Mobilität im Alter  

Rollatoren im Test bei Stiftung Warentest

Von Monika Salz

18.08.2019, 11:58 Uhr
Stiftung Warentest: Rollatoren im Test – ein Rollator nur "Mangelhaft". Rollatoren im Test: Zwei ältere Menschen überqueren mithilfe von Rollatoren einen Platz. (Quelle: Thinkstock by Getty-Images/Robert Hoetink)

Rollatoren im Test: Die Stiftung Warentest hat Rollatoren getestet. (Quelle: Robert Hoetink/Thinkstock by Getty-Images)

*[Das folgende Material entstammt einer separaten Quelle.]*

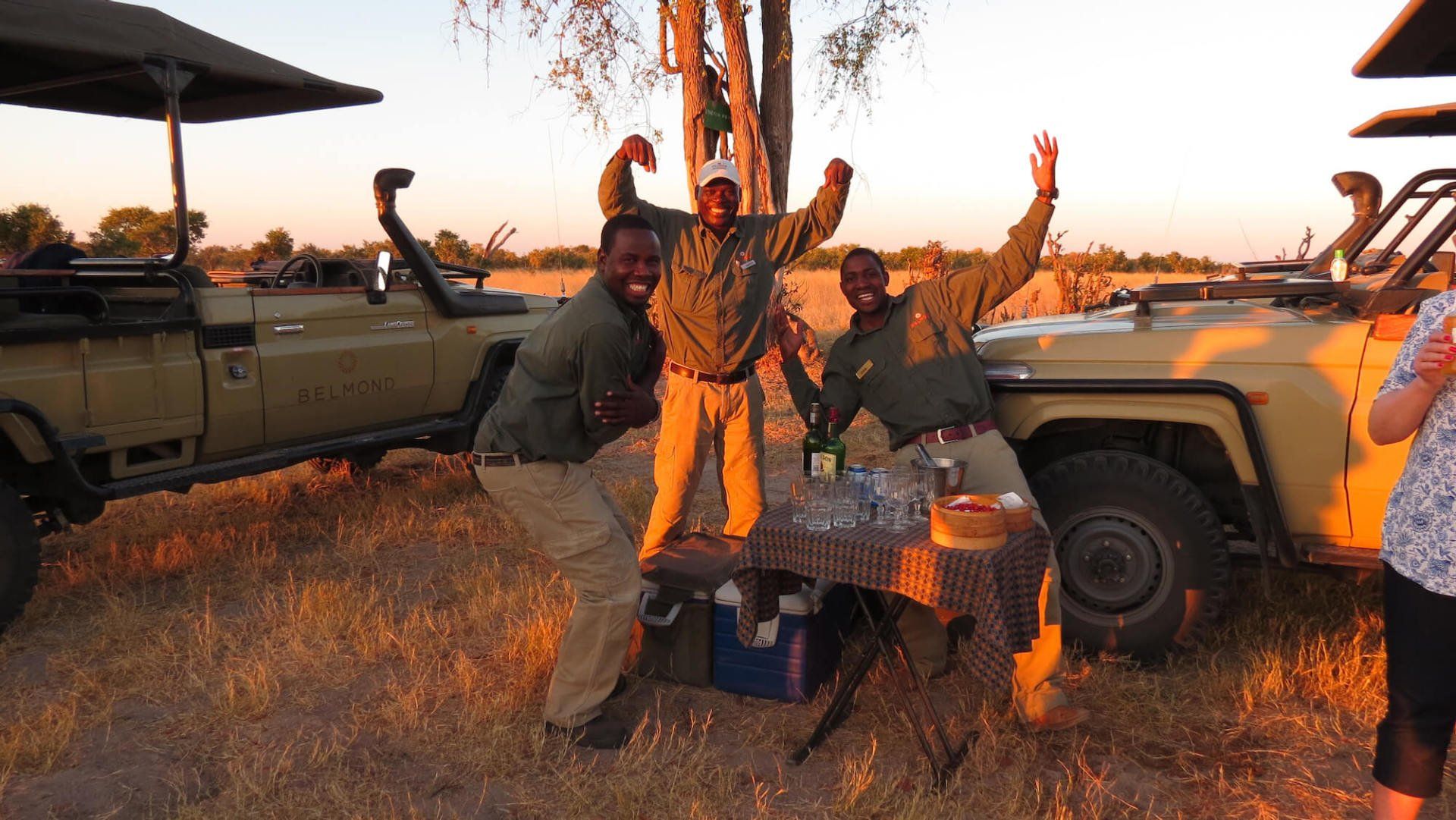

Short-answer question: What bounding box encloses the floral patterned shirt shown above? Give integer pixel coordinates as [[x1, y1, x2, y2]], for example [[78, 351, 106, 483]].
[[1376, 290, 1456, 595]]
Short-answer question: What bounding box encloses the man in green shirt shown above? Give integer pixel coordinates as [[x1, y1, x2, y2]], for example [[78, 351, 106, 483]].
[[776, 131, 1087, 731], [472, 214, 663, 749], [597, 136, 853, 558]]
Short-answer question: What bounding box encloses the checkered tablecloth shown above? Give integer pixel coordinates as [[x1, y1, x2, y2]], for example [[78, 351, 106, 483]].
[[733, 505, 1051, 689]]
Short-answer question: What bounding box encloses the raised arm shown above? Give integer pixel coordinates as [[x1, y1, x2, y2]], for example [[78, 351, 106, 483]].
[[597, 134, 661, 228], [767, 157, 855, 265], [929, 131, 1059, 325]]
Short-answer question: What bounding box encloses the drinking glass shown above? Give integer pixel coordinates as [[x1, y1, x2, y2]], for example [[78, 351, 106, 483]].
[[804, 481, 834, 533], [830, 479, 859, 529], [789, 475, 812, 524], [886, 473, 918, 533]]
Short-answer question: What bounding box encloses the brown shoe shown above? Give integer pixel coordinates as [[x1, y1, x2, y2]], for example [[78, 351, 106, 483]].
[[1027, 705, 1092, 733], [546, 715, 628, 749], [607, 674, 628, 701]]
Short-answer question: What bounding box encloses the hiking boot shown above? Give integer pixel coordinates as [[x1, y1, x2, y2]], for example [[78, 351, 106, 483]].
[[546, 715, 628, 749], [1027, 705, 1092, 733]]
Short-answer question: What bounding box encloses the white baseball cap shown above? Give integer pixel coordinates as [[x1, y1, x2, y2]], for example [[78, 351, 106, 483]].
[[698, 159, 742, 188]]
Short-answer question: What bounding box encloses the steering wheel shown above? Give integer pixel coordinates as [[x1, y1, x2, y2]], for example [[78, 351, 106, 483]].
[[269, 253, 323, 287]]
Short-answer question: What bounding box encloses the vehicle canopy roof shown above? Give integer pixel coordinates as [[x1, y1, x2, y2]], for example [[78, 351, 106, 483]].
[[1350, 0, 1456, 137], [0, 0, 383, 122], [1354, 0, 1456, 77]]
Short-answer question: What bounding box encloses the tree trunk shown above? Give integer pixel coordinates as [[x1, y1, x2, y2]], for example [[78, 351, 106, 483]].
[[664, 0, 714, 211], [718, 0, 777, 214], [758, 0, 793, 212]]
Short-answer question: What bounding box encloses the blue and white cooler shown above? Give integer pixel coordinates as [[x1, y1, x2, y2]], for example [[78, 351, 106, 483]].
[[714, 581, 853, 702]]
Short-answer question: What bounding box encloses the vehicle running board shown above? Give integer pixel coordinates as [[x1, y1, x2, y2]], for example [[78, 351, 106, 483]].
[[102, 418, 463, 500], [1301, 543, 1380, 570]]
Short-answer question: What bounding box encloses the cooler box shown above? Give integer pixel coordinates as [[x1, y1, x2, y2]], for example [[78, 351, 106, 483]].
[[714, 581, 853, 702], [628, 578, 713, 686]]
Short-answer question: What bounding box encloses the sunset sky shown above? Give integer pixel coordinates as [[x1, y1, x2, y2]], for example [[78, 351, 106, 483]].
[[0, 0, 1456, 261]]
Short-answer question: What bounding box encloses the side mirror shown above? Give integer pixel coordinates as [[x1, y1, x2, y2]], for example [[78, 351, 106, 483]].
[[364, 250, 393, 304]]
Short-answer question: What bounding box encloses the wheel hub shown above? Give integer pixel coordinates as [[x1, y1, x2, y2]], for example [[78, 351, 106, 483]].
[[1057, 508, 1169, 616]]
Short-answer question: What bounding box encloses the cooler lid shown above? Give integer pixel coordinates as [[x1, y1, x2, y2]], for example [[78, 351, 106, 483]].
[[714, 581, 833, 614]]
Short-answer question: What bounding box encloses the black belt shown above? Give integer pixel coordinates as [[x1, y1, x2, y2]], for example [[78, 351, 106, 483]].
[[910, 418, 996, 445], [470, 453, 530, 467], [667, 361, 753, 385]]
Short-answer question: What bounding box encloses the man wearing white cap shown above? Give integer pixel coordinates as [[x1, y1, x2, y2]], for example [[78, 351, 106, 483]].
[[597, 136, 855, 558]]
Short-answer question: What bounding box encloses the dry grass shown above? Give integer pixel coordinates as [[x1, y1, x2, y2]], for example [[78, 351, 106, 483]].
[[0, 271, 1438, 818]]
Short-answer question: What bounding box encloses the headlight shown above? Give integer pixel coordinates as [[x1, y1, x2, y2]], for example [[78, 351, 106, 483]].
[[981, 361, 1037, 382]]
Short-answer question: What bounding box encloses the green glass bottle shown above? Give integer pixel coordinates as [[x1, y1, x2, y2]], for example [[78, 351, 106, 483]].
[[804, 402, 824, 476], [820, 408, 845, 476]]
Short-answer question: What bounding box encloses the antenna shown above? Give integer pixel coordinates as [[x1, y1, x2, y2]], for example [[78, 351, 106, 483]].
[[546, 125, 566, 297]]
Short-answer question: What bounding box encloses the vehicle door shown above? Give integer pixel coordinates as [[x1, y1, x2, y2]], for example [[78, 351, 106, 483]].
[[253, 285, 434, 445]]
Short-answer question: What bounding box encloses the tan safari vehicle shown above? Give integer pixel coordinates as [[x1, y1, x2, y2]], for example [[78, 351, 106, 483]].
[[975, 0, 1456, 658], [0, 0, 556, 627]]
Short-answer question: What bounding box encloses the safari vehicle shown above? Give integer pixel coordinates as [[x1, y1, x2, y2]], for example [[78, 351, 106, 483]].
[[0, 0, 556, 627], [975, 0, 1456, 658]]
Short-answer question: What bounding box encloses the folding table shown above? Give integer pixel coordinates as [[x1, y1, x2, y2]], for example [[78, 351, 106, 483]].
[[734, 505, 1051, 785]]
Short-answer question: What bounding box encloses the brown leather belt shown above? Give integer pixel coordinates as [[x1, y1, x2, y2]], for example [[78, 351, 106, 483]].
[[910, 418, 996, 445], [470, 453, 527, 467], [667, 361, 753, 385]]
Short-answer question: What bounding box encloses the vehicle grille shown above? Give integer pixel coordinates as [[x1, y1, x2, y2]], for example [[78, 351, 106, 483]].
[[202, 325, 255, 348]]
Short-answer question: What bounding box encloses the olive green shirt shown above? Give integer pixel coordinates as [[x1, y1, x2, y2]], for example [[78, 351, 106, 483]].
[[783, 201, 1051, 450], [475, 274, 654, 463], [597, 157, 849, 373]]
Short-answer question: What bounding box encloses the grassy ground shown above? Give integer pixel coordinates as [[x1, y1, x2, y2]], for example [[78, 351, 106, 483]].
[[0, 272, 1432, 818]]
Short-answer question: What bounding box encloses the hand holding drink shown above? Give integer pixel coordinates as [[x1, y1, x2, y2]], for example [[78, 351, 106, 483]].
[[1412, 316, 1456, 391]]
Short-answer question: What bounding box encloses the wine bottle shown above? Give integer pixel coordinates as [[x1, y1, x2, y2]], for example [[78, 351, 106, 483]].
[[804, 402, 824, 476]]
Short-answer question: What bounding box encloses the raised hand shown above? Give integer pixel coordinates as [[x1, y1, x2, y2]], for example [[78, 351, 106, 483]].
[[774, 307, 804, 361], [592, 382, 657, 427], [1028, 131, 1057, 191], [617, 134, 657, 173], [824, 157, 855, 188]]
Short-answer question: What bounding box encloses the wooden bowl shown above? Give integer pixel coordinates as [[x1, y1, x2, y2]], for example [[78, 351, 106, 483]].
[[930, 495, 1006, 549]]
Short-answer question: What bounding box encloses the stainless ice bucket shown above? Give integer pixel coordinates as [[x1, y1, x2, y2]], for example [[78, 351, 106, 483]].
[[910, 459, 965, 516]]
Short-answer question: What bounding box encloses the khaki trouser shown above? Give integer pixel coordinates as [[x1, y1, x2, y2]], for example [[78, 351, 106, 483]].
[[641, 370, 763, 558], [475, 462, 642, 728], [896, 429, 1067, 721]]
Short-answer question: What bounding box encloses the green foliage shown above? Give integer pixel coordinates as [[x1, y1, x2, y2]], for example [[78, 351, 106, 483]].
[[89, 206, 207, 256], [526, 245, 597, 271], [250, 226, 293, 259], [0, 203, 76, 256], [434, 228, 476, 265]]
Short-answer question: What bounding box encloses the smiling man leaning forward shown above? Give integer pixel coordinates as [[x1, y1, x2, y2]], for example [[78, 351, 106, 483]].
[[776, 131, 1087, 731], [597, 136, 855, 558], [472, 215, 663, 749]]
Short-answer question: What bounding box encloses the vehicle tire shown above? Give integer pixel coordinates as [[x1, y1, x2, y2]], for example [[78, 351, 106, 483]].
[[309, 450, 384, 478], [1031, 450, 1233, 660], [0, 483, 41, 630]]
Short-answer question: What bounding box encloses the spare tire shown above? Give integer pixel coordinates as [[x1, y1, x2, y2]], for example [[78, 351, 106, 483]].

Älteren Menschen, die sich nicht mehr sicher und selbstständig bewegen können, helfen Rollatoren oft wieder zu mehr Mobilität. Die Stiftung Warentest hat in Ihrer Ausgabe vom März 2019 Rollatoren untersucht. Wir stellen die Testsieger vor und erklären, was Sie beachten müssen, wenn Sie einen Rollator benötigen.

Im Test waren zwölf Rollatoren, davon acht sogenannte Leichtgewichtrollatoren aus Aluminium oder Karbon und vier Standardrollatoren aus Stahl. Außerhalb des Tests untersuchte die Stiftung Warentest noch zwei Hybridrollatoren. Das sind Rollatoren, die sich mit einigen Handgriffen zu Rollstühlen umbauen lassen und so für Personen gedacht sind, die nur für kurze Zeit eigenständig laufen können.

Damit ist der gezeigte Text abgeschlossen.